I’m Not Worthy
There are a lot of people online who like to appear like they got it all together. That’s not honest. Nobody on this earth has it all together. The minute you think you're the exception then you probably suffer from pride. God hates pride and will humble those who don’t humble themselves. This is why we must keep in repentance and rely on God to lead us.
Truth is I rebelled against this knowledge. Of course, we can all get derailed from time to time. That’s why it’s important to stay in the bible and be able to recognize if you’re being led astray. So, how did my heart deceive me? By allowing me to forget who changed my life. Jesus, is the author of my faith, not me. I started to work things out on my own. In my own understanding. In my own strength.
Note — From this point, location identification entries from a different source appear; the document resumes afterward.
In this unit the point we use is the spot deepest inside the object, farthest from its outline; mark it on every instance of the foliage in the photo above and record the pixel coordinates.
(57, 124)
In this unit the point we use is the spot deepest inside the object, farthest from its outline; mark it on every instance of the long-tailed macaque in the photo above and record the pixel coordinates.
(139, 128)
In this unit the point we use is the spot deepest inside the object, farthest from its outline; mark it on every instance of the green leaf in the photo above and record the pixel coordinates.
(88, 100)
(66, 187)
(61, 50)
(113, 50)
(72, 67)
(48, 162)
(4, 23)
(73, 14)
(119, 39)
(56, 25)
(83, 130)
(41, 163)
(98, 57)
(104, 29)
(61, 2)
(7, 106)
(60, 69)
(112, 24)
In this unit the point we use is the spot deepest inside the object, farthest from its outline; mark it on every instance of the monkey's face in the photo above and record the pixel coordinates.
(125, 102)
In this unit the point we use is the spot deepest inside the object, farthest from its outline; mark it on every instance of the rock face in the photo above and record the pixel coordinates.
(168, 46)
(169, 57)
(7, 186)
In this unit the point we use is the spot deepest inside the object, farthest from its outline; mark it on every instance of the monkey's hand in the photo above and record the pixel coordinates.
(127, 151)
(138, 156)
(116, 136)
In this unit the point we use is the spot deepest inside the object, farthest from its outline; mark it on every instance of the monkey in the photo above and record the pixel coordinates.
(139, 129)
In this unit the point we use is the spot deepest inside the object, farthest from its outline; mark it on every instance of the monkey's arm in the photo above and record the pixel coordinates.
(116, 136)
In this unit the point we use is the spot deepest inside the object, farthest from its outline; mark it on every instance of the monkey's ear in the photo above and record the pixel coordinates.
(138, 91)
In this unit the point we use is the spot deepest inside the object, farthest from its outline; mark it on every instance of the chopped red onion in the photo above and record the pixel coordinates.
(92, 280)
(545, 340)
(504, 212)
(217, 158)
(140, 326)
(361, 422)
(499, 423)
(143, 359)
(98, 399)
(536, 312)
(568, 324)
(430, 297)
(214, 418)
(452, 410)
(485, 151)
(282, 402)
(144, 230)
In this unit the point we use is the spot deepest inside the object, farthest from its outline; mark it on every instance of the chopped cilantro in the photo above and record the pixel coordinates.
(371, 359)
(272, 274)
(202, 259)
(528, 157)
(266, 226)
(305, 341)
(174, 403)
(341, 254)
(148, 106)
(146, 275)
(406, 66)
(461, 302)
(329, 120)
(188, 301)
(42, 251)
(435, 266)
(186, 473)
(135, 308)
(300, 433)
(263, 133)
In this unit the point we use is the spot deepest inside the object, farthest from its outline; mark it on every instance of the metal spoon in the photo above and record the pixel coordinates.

Like I could ever possibly have the ability to do enough good to be worthy before God.
Thinking I knew what’s best only pierced me with pain. Yet, that pain was good because it reminded me I was found and saved from the pain of sin and shame. Knowing that if I was enough to cover my own sin, then I wouldn’t need Jesus’ sacrifice on the cross. But I’m not enough! I’m guilty before God without adequate payment. Jesus alone is enough. He is worthy. In humility, I confess my sin is pride. I admit that I’m actually just as desperate today as the moment I met the Savior. Paul expresses the danger in allowing this to happen when writing to the Corinth church. He says, “I am afraid that as the serpent deceived Eve by his cunning, your thoughts will be led astray from a sincere and pure devotion to Christ.” (2 Corinthians 11:3) Oh, forgive me God, I don’t know best and I need you. You lead me and I will follow you. Help me trust you.
The only reason I’m able to have freedom from the shame of my sins (including pride) and rest from the difficulties of life is God’s steadfast love and faithfulness to me. It’s His mercy above all and not because I’m worthy. None of us are. Only Jesus.